Ubiquitous food additive alters human microbiota and intestinal environment

These findings, published in Gastroenterology, demonstrate the need for further study of the long-term impacts of this food additive on health.  

Carboxymethylcellulose (CMC) is a synthetic member of a widely used class of food additives, termed emulsifiers, which are added to many processed foods to enhance texture and promote shelf life. CMC has not been extensively tested in humans but has been increasingly used in processed foods since the 1960s.

It had long been assumed that CMC was safe to ingest because it is eliminated in the feces without being absorbed. However, increasing appreciation of the health benefits provided by bacteria that normally live in the colon, and thus would interact with non-absorbed additives, has led scientists to challenge this assumption.
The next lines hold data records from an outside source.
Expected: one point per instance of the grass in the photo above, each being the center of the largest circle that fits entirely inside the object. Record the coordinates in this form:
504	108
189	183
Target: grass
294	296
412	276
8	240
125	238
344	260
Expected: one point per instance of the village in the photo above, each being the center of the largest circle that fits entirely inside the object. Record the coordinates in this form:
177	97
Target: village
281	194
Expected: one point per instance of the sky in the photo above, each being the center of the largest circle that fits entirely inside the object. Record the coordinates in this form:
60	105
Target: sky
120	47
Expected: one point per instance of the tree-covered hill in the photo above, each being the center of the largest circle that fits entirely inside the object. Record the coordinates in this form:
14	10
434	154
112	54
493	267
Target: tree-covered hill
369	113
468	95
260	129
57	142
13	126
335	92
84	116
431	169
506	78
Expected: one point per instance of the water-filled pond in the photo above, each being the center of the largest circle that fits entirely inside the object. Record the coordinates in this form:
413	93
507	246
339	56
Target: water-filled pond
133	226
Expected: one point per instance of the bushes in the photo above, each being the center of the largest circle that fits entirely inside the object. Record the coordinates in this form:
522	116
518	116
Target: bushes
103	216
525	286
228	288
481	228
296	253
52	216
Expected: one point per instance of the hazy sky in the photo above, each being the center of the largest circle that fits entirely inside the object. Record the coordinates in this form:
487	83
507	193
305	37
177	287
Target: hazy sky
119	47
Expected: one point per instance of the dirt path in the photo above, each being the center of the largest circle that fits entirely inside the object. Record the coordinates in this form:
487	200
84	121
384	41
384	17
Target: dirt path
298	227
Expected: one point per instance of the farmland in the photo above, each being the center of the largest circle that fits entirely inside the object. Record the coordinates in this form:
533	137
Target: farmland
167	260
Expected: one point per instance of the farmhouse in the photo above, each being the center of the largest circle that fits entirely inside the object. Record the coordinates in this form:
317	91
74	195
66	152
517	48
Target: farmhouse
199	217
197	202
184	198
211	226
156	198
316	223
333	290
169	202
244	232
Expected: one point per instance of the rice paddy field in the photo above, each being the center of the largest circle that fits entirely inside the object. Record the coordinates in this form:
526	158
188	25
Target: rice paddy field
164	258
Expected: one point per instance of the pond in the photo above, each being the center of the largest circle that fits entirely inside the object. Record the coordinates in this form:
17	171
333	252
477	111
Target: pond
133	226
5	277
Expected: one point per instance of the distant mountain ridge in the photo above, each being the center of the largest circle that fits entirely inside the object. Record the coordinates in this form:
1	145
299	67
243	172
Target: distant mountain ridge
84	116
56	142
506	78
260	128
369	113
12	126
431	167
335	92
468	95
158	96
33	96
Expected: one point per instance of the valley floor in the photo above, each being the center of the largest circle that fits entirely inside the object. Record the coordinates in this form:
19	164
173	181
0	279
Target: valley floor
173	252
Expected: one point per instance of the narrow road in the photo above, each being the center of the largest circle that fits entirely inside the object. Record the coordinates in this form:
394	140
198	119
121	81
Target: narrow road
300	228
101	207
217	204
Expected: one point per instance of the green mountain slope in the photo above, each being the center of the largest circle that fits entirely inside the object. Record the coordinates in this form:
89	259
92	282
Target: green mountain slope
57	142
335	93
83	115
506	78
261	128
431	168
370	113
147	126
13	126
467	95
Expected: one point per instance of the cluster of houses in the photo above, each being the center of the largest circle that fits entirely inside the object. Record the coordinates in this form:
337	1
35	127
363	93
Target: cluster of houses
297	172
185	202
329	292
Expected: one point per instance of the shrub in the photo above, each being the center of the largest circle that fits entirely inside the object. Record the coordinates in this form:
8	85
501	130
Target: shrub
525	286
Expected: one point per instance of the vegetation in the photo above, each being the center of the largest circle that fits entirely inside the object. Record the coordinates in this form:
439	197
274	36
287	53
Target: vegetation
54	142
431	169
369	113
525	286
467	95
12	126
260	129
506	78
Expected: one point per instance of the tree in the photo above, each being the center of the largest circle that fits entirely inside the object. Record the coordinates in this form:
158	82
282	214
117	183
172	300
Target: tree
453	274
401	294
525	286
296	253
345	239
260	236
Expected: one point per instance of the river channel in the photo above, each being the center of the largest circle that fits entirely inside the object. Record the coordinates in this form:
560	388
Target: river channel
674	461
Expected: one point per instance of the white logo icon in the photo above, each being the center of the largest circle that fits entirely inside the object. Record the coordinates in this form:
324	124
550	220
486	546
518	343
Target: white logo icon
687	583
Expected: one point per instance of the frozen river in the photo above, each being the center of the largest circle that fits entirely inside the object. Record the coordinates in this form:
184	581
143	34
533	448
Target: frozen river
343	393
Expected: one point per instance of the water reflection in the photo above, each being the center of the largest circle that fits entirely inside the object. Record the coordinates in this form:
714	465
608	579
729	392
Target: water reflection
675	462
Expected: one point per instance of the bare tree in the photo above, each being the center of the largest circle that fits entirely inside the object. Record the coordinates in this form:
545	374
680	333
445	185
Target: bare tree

Experiments in mice found that CMC, and some other emulsifiers, altered gut bacteria resulting in more severe disease in a range of chronic inflammatory conditions, including colitis, metabolic syndrome and colon cancer. However, the extent to which such results are applicable to humans had not been previously investigated. 

The team performed a randomized controlled-feeding study in healthy volunteers. Participants, housed at the study site, consumed an additive-free diet or an identical diet supplemented with carboxymethylcellulose (CMC).

Because the diseases CMC promotes in mice take years to arise in humans, the researchers focused here on intestinal bacteria and metabolites. They found that CMC consumption changed the make-up of bacteria populating the colon, reducing select species. Furthermore, fecal samples from CMC-treated participants displayed a stark depletion of beneficial metabolites that are thought to normally maintain a healthy colon. 

Lastly, the researchers performed colonoscopies on subjects at the beginning and end of the study and noticed that a subset of subjects consuming CMC displayed gut bacteria encroaching into the mucus, which has previously been observed to be a feature of inflammatory bowel diseases and type 2 diabetes.

Thus, while CMC consumption did not result in any disease per se in this two week study, collectively the results support the conclusions of animal studies that long-term consumption of this additive might promote chronic inflammatory diseases. Therefore, further studies of this additive are warranted.

"It certainly disproves the 'it just passes through' argument used to justify the lack of clinical study on additives," said Georgia State University's Dr. Andrew Gewirtz, one of the paper's senior authors.

Beyond supporting the need for further study of carboxymethylcellulose, the study "provides a general blueprint to carefully test individual food additives in humans in a well-controlled manner," said co-senior author Dr. James Lewis, of the University of Pennsylvania, where the subjects were enrolled. 

Lead author Dr. Benoit Chassaing, research director at INSERM, University of Paris, France, noted that such studies need to be large enough to account for a high degree of subject heterogeneity. "Indeed, our results suggest that responses to CMC and likely other food additives are highly personalized and we are now designing approaches to predict which individuals might be sensitive to specific additives," Chassaing said. 

This study was funded by the National Institutes of Health, the European Research Council, the Max Planck Society, the INSERM and the Kenneth Rainin Foundation. The research was led by a collaborative team of scientists from Georgia State University's Institute for Biomedical Sciences, INSERM (France) and the University of Pennsylvania. Key contributions also came from researchers at Penn State University and Max Planck Institute (Germany).